DETROIT (WXYZ) — Today, the city of Detroit cut the ribbon on a new educational park on the east side. It sits next to the historic home of the late Dr. Ossian Sweet at the corner of Garland and Charlevoix.
Watch Darren Cunningham's video report:
The home played a significant role in America's fight for racial justice.
Dr. Sweet and his wife, Gladys, bought their home 100 years ago in what was then an all-white neighborhood. In September 1925, an angry mob gathered outside their home.
Sweet, his family and friends, defended themselves from a room upstairs. They shot and killed a man in the angry crowd.
An all-white jury found Sweet not guilty. Charges against the other ten defendants were dropped.
Watch Carolyn Clifford's 2013 story on the trial:
The new educational park helps tell the story. Dr. Sweet's niece, Jacqueline Spotts, tells 7 News Detroit it's an honor.
When asked what she hopes people take away from visiting the park, Spotts replied, "That although you may not see it, but always fight for equality because you deserve that."

She said decades ago, her uncle had difficulty selling the home. Daniel Baxter's parents ended up buying it from Dr. Sweet.
Baxter, the founder of the Dr. Ossian H. Sweet Foundation, said he learned of the home's significance when he was 10 years old and developed a vision nearly 30 years ago to one day revitalize the home. Then came the vision for the park.
"This is American history. It's not just Black history," Baxter says. "It has so many key people, these significant heavy weights of the 1920s, you've got Clarence Darrow, Frank Murphy, Web Dubois, James Walden Johnson, Walter White, all of these people who made significant contributions to social and political change that played a role in the incident that happened in 1925."

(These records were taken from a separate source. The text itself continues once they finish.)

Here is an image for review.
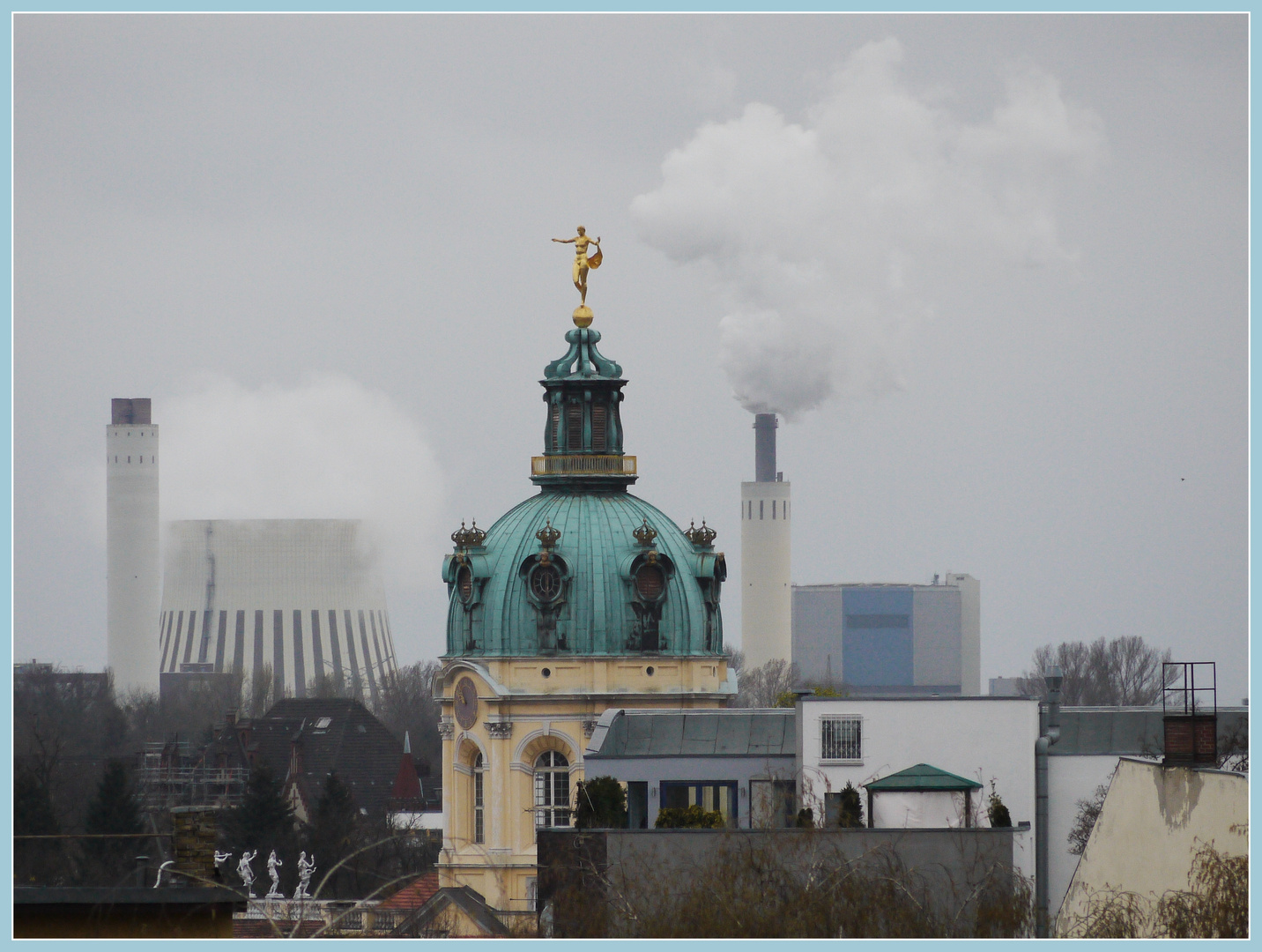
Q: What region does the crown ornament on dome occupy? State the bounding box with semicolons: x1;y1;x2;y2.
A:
535;519;560;551
452;519;486;549
631;519;657;546
684;519;718;546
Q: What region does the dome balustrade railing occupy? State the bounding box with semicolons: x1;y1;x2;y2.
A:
530;453;636;476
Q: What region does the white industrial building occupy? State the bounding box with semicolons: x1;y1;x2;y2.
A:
741;413;792;668
105;398;159;692
155;519;395;703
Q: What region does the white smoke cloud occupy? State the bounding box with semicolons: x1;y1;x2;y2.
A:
154;374;443;588
631;39;1104;418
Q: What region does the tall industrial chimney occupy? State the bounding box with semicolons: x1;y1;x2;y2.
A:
105;397;160;693
741;413;792;668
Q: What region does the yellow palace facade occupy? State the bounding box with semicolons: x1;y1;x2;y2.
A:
433;308;736;920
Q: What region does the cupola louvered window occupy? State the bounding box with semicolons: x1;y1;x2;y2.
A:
566;403;583;453
592;403;608;453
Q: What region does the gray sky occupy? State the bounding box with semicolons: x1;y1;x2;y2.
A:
14;15;1248;703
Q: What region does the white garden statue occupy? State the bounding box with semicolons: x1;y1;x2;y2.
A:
264;850;286;899
294;850;316;899
214;850;232;882
237;850;259;899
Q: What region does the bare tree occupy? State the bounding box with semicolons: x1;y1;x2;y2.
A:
1021;635;1169;707
731;658;798;707
374;662;443;775
1067;782;1108;856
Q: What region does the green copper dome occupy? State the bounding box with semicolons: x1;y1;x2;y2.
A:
443;328;727;657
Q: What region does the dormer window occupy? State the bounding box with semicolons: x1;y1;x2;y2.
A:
530;564;560;602
635;566;666;601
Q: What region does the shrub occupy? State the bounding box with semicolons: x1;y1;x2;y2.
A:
836;780;863;829
654;803;724;829
985;780;1012;827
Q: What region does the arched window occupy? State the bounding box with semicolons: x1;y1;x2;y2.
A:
473;754;486;844
535;750;569;827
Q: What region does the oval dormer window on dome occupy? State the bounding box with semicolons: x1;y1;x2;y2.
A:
530;564;560;602
635;564;666;602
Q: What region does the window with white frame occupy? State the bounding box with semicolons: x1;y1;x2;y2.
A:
819;715;863;762
473;754;486;844
535;750;569;827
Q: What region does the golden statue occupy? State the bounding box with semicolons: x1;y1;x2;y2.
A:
553;225;605;327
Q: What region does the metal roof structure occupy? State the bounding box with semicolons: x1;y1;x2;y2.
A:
1048;707;1250;757
863;764;982;793
584;709;797;760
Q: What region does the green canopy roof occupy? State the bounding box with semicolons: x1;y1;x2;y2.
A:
863;764;982;793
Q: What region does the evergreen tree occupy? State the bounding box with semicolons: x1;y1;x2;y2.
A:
85;759;145;885
223;764;298;863
575;777;627;829
836;780;863;829
307;773;360;899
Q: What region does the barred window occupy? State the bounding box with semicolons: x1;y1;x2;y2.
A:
819;716;863;760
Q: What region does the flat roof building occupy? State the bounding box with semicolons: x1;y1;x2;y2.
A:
792;573;982;695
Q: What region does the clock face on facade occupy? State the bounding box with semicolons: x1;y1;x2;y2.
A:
455;678;477;730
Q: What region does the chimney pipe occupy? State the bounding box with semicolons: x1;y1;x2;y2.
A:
753;413;780;482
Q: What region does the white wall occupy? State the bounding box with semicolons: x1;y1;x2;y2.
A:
798;697;1039;877
741;482;792;668
105;423;160;693
946;572;982;695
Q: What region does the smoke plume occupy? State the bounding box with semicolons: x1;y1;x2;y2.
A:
631;39;1104;418
154;375;442;590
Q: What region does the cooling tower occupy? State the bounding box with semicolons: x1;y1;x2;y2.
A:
159;519;395;703
105;398;159;693
741;413;792;668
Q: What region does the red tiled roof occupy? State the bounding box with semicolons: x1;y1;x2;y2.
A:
379;870;438;909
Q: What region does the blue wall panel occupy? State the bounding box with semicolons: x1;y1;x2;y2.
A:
842;586;915;687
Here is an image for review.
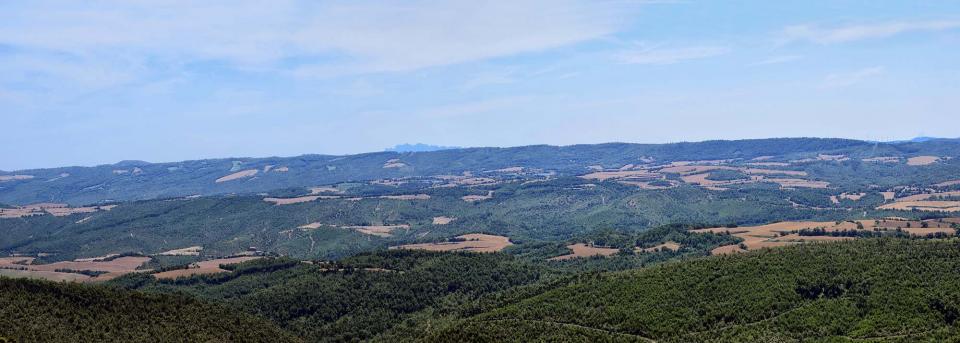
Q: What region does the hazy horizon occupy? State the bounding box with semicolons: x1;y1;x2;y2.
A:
0;136;960;172
0;0;960;171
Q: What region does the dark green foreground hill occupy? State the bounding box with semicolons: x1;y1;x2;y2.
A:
414;239;960;342
0;278;299;342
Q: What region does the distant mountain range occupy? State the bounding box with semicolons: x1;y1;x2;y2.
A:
883;136;960;144
384;143;462;152
0;138;960;205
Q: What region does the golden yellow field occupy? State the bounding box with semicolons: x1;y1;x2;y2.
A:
214;169;260;183
548;243;620;261
153;256;262;279
390;233;513;252
692;218;955;255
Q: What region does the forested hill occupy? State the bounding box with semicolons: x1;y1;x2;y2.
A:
0;138;960;205
408;239;960;342
0;277;301;342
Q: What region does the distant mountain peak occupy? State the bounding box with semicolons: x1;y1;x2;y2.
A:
386;143;460;152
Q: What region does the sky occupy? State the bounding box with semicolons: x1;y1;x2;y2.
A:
0;0;960;171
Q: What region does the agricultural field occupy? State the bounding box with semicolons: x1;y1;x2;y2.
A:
0;140;960;341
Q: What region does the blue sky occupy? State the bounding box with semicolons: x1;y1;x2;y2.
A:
0;0;960;170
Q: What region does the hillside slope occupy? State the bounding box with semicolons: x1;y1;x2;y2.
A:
0;278;299;342
416;239;960;342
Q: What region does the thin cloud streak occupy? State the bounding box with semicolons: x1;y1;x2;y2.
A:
617;46;730;65
820;67;886;89
781;20;960;44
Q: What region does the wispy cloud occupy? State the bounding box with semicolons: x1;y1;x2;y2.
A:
0;0;644;72
820;67;886;89
781;20;960;44
617;45;730;65
752;55;803;66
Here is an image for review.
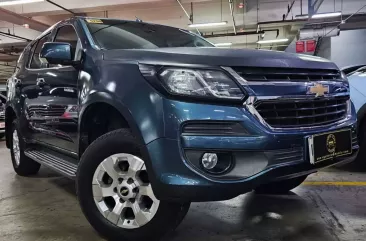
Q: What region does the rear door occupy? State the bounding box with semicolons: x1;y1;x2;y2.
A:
28;24;81;155
23;34;50;141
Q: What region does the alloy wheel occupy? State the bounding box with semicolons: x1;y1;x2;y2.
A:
92;153;160;229
13;130;20;166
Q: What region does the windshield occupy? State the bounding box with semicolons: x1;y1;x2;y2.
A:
85;19;213;49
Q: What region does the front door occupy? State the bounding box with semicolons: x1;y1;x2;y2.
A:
28;25;81;154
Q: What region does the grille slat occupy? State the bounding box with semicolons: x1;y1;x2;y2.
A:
255;96;349;128
232;67;341;82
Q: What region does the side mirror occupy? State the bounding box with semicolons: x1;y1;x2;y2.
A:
40;42;73;65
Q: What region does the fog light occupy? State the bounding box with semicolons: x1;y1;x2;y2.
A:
202;153;218;170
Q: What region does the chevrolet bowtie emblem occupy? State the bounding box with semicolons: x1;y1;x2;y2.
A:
307;84;329;97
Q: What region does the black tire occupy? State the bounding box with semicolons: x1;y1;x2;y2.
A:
76;129;190;241
255;176;307;194
10;120;41;176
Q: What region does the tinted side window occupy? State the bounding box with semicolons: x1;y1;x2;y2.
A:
54;25;78;57
30;34;49;69
27;42;38;66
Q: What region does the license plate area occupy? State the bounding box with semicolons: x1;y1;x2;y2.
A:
308;130;352;164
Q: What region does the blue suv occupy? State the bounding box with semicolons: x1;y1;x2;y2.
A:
5;17;358;241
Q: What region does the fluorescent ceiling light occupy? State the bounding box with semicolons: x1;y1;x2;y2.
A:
188;22;227;28
295;15;309;19
311;12;342;18
0;0;44;6
257;38;288;44
215;43;233;47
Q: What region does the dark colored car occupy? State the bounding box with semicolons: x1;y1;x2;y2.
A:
6;18;358;241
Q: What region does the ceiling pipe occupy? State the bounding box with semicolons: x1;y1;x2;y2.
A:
0;31;32;42
229;0;236;35
177;0;201;35
0;8;50;32
203;29;280;38
46;0;76;15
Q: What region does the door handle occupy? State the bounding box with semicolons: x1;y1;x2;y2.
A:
37;78;46;87
14;78;22;87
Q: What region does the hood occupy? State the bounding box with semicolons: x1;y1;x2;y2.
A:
103;48;338;69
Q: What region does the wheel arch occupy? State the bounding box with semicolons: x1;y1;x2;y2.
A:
78;92;145;157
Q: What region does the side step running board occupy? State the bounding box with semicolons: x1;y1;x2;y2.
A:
24;150;78;179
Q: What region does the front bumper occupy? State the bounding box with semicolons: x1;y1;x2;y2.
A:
145;101;359;201
148;139;358;202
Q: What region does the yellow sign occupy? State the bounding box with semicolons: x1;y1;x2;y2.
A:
308;84;329;97
327;134;336;153
86;19;103;23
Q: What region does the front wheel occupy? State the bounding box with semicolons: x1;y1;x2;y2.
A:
255;175;307;194
76;129;189;241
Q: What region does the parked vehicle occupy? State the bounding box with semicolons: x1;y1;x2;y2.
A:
348;66;366;164
6;17;358;241
0;85;6;139
342;64;366;75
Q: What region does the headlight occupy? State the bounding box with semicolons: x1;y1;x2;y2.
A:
140;66;245;101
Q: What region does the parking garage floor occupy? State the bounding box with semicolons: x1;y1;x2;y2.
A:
0;142;366;241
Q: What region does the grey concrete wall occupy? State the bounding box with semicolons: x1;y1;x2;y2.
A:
318;29;366;68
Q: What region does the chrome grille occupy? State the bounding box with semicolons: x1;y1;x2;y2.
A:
255;96;349;128
232;67;341;82
27;105;66;117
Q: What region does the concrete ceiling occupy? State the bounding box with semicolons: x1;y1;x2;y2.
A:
0;0;366;79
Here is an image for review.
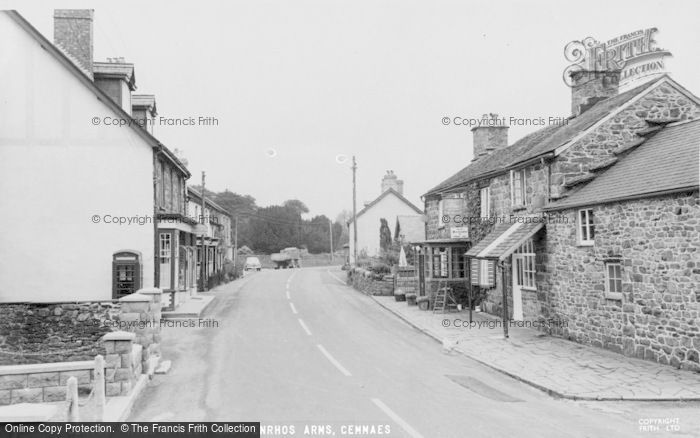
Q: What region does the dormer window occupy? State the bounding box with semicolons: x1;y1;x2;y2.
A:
577;208;595;246
510;169;528;208
479;187;491;218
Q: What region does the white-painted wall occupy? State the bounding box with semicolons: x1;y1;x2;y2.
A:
0;13;154;302
349;193;418;263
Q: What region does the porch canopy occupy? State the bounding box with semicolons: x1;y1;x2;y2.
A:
466;216;544;261
465;216;544;339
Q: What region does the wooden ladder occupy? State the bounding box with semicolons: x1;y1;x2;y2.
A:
433;283;457;313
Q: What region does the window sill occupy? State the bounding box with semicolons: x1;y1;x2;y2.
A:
605;292;623;301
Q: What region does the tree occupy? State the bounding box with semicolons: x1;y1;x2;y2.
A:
282;199;309;216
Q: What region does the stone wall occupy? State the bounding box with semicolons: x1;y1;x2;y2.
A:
0;360;95;405
0;301;120;365
103;331;145;397
551;84;700;196
538;192;700;371
347;268;394;296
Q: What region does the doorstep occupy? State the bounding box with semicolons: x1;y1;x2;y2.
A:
161;293;216;319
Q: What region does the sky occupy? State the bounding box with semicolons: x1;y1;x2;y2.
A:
5;0;700;218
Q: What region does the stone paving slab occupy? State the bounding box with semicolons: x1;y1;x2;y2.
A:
372;296;700;401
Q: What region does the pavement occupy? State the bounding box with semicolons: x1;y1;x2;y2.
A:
161;289;216;319
128;268;700;438
0;374;148;423
372;290;700;401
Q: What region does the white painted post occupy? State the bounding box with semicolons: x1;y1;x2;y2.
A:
93;354;105;422
66;376;80;423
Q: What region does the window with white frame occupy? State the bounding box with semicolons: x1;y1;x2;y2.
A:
479;187;491;217
510;169;528;207
513;239;537;289
605;262;622;293
160;233;172;264
578;209;595;245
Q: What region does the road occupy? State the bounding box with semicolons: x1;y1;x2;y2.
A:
130;268;697;438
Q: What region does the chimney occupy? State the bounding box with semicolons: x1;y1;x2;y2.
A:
53;9;94;78
92;58;136;114
472;113;508;162
382;170;403;195
131;94;157;134
571;70;620;117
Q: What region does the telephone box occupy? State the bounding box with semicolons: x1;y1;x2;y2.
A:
112;251;143;299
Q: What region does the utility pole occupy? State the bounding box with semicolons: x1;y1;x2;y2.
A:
328;218;333;265
352;155;357;266
233;215;238;272
199;171;207;292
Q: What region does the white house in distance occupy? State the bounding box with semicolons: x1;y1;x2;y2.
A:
348;170;425;263
0;10;189;303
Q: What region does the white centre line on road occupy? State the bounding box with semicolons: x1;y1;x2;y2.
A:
299;318;311;336
317;344;352;377
372;398;423;438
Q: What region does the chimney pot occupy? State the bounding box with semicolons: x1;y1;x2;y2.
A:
571;70;620;116
382;170;403;195
53;9;94;78
472;113;508;161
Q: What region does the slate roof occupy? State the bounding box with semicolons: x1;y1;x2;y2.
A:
424;76;666;196
0;10;191;178
348;188;423;224
545;120;700;210
466;222;544;260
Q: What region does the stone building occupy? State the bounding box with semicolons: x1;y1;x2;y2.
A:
348;171;425;264
187;187;233;290
421;71;700;367
542;121;700;371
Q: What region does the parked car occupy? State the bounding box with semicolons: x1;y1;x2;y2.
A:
243;257;262;271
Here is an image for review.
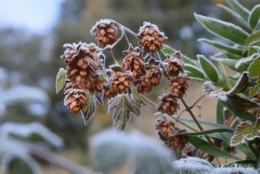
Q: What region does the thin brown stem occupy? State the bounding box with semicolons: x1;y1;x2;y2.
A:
181;98;213;144
29;146;94;174
141;94;198;132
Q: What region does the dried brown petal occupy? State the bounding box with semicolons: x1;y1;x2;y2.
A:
158;93;180;115
168;74;191;98
165;52;184;77
155;116;174;137
137;22;167;52
64;89;87;113
90;19;118;48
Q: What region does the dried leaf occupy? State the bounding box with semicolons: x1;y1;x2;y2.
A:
55;68;67;93
81;91;97;125
230;118;260;146
108;94;141;130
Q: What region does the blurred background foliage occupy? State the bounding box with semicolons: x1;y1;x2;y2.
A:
0;0;258;173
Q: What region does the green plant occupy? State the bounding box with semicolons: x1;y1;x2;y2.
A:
56;0;260;173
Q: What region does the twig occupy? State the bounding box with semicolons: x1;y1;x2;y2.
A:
141;94;198;132
181;98;214;144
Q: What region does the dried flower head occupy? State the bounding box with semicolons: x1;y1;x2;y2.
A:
165;52;184;77
90;19;118;48
103;83;117;99
158;93;180;115
168;74;191;98
122;46;145;78
134;75;152;94
155;116;174;137
109;71;134;94
168;129;188;151
62;42;101;91
145;58;161;86
64;88;87;113
137;22;167;52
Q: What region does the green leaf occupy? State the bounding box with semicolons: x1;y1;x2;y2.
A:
227;0;250;21
194;13;249;45
218;62;230;89
230;118;260;146
184;64;205;80
55;68;67;93
235;56;254;69
236;143;255;159
188;135;240;160
245;139;260;162
184;128;234;135
216;100;225;124
81;90;97;125
198;38;243;56
248;5;260;30
214;58;248;72
217;4;250;28
227;95;258;112
248;56;260;77
243;30;260;52
249;76;260;97
108;94;141;130
197;55;219;83
219;100;256;122
227;72;249;97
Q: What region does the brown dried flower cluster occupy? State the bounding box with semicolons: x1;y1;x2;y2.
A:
90;19;118;48
61;42;104;113
64;79;87;113
135;58;161;93
103;64;134;98
155;116;188;150
168;74;190;98
158;52;190;115
122;46;145;78
137;22;167;52
165;52;184;77
158;93;180;115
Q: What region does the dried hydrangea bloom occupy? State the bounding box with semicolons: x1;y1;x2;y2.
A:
168;74;191;98
90;19;118;48
61;42;101;91
165;52;184;77
90;75;106;94
145;58;161;86
134;75;152;94
137;22;167;52
109;71;134;94
168;129;188;151
122;46;145;78
155;116;175;137
64;89;87;113
158;93;180;115
103;84;117;99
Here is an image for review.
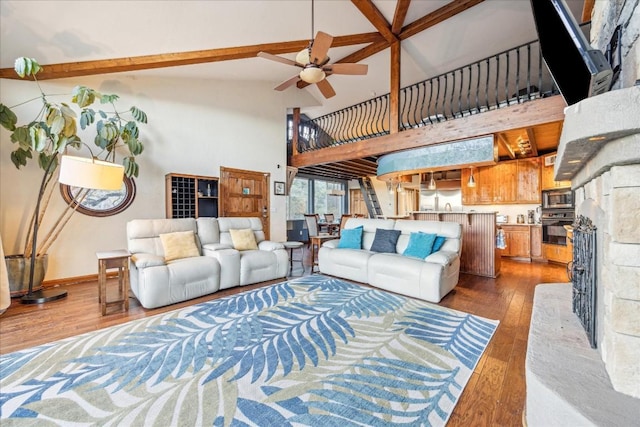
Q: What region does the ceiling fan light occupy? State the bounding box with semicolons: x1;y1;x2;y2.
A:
300;67;326;84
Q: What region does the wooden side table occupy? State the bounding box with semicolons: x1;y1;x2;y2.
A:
309;234;339;274
96;250;131;316
282;241;304;274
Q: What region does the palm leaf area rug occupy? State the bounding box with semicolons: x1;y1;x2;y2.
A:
0;275;498;427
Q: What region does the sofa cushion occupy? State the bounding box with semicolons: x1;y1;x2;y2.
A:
229;228;258;251
371;228;400;254
402;231;436;259
338;225;362;249
159;231;200;262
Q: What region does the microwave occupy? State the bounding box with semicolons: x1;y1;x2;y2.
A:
542;188;573;209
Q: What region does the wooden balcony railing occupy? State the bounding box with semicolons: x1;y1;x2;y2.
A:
289;36;559;153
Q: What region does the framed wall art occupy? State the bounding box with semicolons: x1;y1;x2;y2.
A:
273;181;285;196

Baxter said Mayor Mike Duggan had a role in getting the historic marker placed at the house as part of the preservation process.
"When I was a Wayne County Prosecutor, 50 years after the trial, people were still embarrassed that the prosecutor's office put the Sweet family on trial," Duggan says. "What happened here had the eyes of the country, and it opened up neighborhoods across America for African American families who wanted to move to wherever they wanted to live."

The city also renovated homes in the immediate vicinity to help further preserve the essence of the neighborhood during the 1920s.
"The biggest challenge was those houses around here were going to be demolished,' Duggan says. "I said you can't have a historic experience about what the sweet family was fighting to protect if you can't feel how the neighborhood was, and so as you can see, we beautifully restored the four houses around here to the way they looked in 1925."
Rayshaun Landrum, who lives in the neighborhood, is a landscape architect who worked on the design of the park with the help of community input.
"Here we have a quote, 'What happens to a dream deferred?' I think that's like the major information that needs to be gathered within this project because Dr. Sweet wanted to move into a neighborhood to make his family's life better. So with that, it's fight for your dreams, and you never know how impactful they are," Landrum said.